The synthesis: 'replace' is the wrong frame, but 'subsume' is right. Single-answer scoring survives as a cheap final check, yet across reward modeling, RL feedback, question-asking, and judging, the trajectory-and-process approaches don't just add accuracy — they recover information the scalar deletes, and they catch failures (rationalization, style-mimicry, plateau-stalling) that a number is constitutionally unable to see. What you didn't know you wanted to know: sometimes the richest signal isn't keeping the whole history at all, but knowing which part of it to abstract away.
Sources 8 notes
Supervised fine-tuning improves final-answer accuracy on benchmarks but cuts Information Gain by 38.9 percent, meaning models generate correct answers through post-hoc rationalization rather than genuine inferential steps. Standard metrics miss this degradation because they only measure final correctness.

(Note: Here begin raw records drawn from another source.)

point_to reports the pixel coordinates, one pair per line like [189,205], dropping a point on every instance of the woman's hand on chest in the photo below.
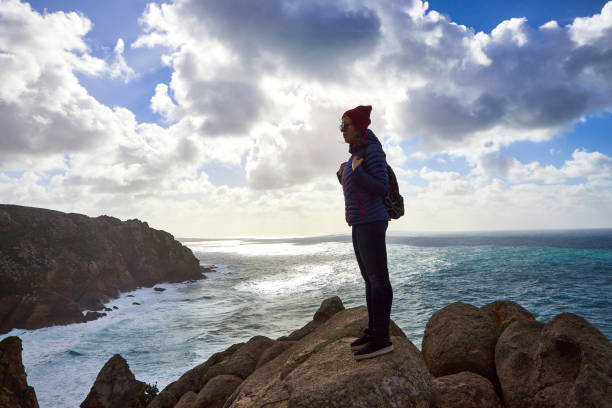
[356,162]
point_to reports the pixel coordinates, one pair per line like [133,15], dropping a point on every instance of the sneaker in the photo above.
[373,349]
[362,341]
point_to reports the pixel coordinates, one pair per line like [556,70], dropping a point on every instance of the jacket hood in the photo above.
[369,139]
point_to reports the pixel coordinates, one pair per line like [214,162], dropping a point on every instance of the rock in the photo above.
[241,363]
[14,389]
[505,312]
[319,370]
[273,351]
[187,400]
[515,356]
[217,390]
[463,390]
[191,381]
[115,386]
[328,308]
[460,337]
[54,265]
[565,363]
[89,316]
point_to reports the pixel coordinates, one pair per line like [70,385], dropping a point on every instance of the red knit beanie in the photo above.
[360,117]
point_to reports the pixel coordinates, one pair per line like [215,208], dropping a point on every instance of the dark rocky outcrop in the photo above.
[115,386]
[54,265]
[463,390]
[565,363]
[14,389]
[460,337]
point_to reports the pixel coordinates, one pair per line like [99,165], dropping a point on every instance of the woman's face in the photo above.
[348,130]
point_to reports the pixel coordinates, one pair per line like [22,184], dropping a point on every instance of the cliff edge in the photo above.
[54,265]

Imitation models fool human evaluators by mimicking ChatGPT's confident, fluent style while failing to improve factuality or generalization on novel tasks. The ceiling is set by base model capability, not fine-tuning method—better fundamentals, not shortcuts, drive real improvement.
Three independent teams (RRM, RM-R1, DeepSeek-GRM) discovered that adding chain-of-thought reasoning before reward scoring enables adaptive test-time compute scaling for evaluation. Reasoning-based approaches raise the capability ceiling of reward models beyond what outcome-based evaluation achieves.

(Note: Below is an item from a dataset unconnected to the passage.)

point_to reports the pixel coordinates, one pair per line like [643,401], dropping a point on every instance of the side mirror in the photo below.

Critique-GRPO shows that models stuck on performance plateaus can generate correct solutions when given chain-of-thought critiques, revealing that numerical rewards lack critical information about why failures occur and how to improve.
The ALFA framework breaks down question quality into theory-grounded attributes (clarity, relevance, specificity) and trains models on 80K attribute-specific preference pairs. Attribute-specific optimization outperforms single-score training, especially in clinical reasoning where asking the right clarifying question directly impacts decision quality.

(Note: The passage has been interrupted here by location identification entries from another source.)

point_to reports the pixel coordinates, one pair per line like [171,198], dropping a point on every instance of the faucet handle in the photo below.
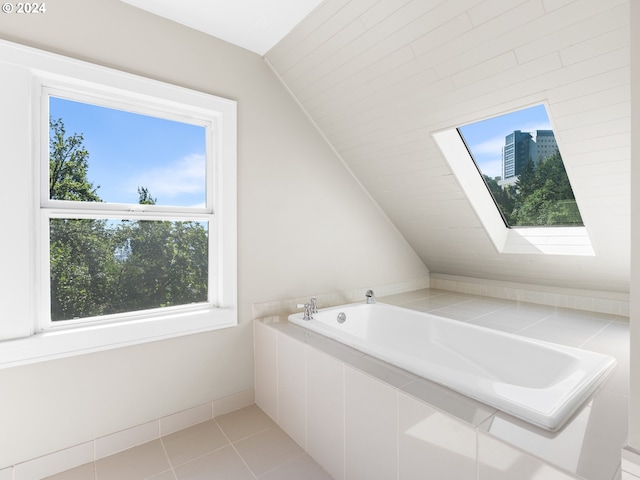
[307,311]
[370,296]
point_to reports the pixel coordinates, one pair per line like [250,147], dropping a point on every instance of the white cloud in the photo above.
[168,182]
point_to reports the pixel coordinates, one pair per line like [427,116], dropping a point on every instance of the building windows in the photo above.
[533,189]
[511,169]
[130,212]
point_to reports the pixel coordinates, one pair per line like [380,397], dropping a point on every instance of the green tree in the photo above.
[545,196]
[504,196]
[79,248]
[68,165]
[101,267]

MAJ-EVAL automatically extracts stakeholder personas from domain documents via semantic clustering and orchestrates structured three-phase debate, achieving reproducible evaluation that transfers across tasks like summarization and dialogue without manual redesign. The approach grounds personas in real stakeholder perspectives rather than arbitrary roles.
PRIME framework shows semantic memory (preference summaries, parametric encodings) consistently beats episodic memory (retrieved past interactions) across models. Recency-based recall outperforms similarity-based retrieval, and task fine-tuning exceeds preference tuning methods.
Post-Completion Learning exploits unused sequence space after model output to train self-assessment capabilities during training while maintaining zero inference cost. The model learns to compute its own reward functions, internalizing evaluation rather than relying on external reward models.